そこで私は、カイルくんに聞かれた事を思い出す。私がどこから来たのかという言葉を。……もしどこからと言われて、もしここに私の居た場所の地名があるとしたら、きっと帰れるんだろうと思う。だけど私は一度死んでしまっている。となると、私の居場所は無くなっていて、帰る事は許されないことになる。
少しと言えば嘘になる。だから凄く寂しい。私にはもう……帰る場所が無いってことだから。だからといって、それで涙が溢れてくるかと言ったら……どう、なんだろうか。どうしてか、今不思議と心がどこか穏やかなのはなんでだろう?
*
「……アリア。ほら、アリア……起きて。起きないと朝ご飯、食べれないわよ」
声が聞こえてくる。私はゆっくりと目を開けると、そこにはルーティさんの笑顔があった。その笑顔を確認すると、もう一度寝ようと寝返りを打って数秒。目を見開いて思い切り起き上がる。
ルーティさんとお話してて、頭を撫でられててそれから……ああきっとあのまま寝てしまったんだと思い出す。そういえばルーティさんはどこで寝たんだろうという疑問が頭の中を駆け巡った。私は、ルーティさんを先程とは違い、ジッと見ていたら『まだ頭、寝てるの?』と顔を覗き込むように見られる。もしソファとかで眠らせていたらと、私は口を開いた。
「あの、ルーティさん。昨日、私……」
「ん? ああもしかしてあたしの心配? 大丈夫よ。あの後あんたがコロッと寝ちゃったあと一緒にベットに入って寝たから。起きちゃうか心配だったけど、相当眠かったみたいで起きる気配は無かったわよ。一度寝たら起きないカイルみたいに。もーびっくり」
口元に手をやりながら笑うルーティさんに、ホッと安心して私も一緒に微笑む。良かった、ルーティさんに寒い思いさせていたら……とても申し訳ないから。
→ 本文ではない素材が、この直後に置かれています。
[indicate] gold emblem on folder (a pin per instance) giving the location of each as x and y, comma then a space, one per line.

私がちゃんと起きた事を確認すると、ルーティさんは先に部屋から出て行ってしまった。あの様子を見ると、朝ご飯の用意とか万端なのだろう。あとは私が行くだけのようだ。
私は着替えず、パジャマのまま下に降りて行くと、カイルくんや小さな子ども達はいなかった。そう言えば静かだなぁと思ったのは居なかったからなのだろう。私より先に朝早く起きて、どこかで遊びに行ってるんだろうと思い、椅子に座った時にちょうど朝ご飯が目の前に並べられる。
パンの上に乗せられた目玉焼き、昨日のシチューだ。匂いを嗅いだらお腹が空いてきた。私は手を合わせてから食べ始める。
「にしてもカイルったら、珍しく朝早く起きたかと思ったら……他の子達にたたき起こされたみたいなのよ。いっつもあたしが起こす時はなかなか起きてくれないのに。こういう時だけ目覚めが良いんだから」
ルーティさんは私の目の前の椅子を引いて座ると、頬杖をつきながらそんなことを呟く。そして、カイルくんのこととかを話し始めてくれた。
スタンさんに似て朝が弱かったり、真っ直ぐで熱いところや素直なところ。たまに無理したりするところもあれど、それでもカイルくんの話をするルーティさんはどこか誇らしげで暖かい。
そして何より、カイルくんは冒険好きなところがあるようだ。誰に似たのかしら、なんて言葉をルーティさんはこぼした。
──と。そんな感じで朝ご飯も終えて私とルーティさんは話していた。ほとんど話してたのはルーティさんだったけれど、私は話を聞くのが好きだから黙って聞いては相槌をうつ。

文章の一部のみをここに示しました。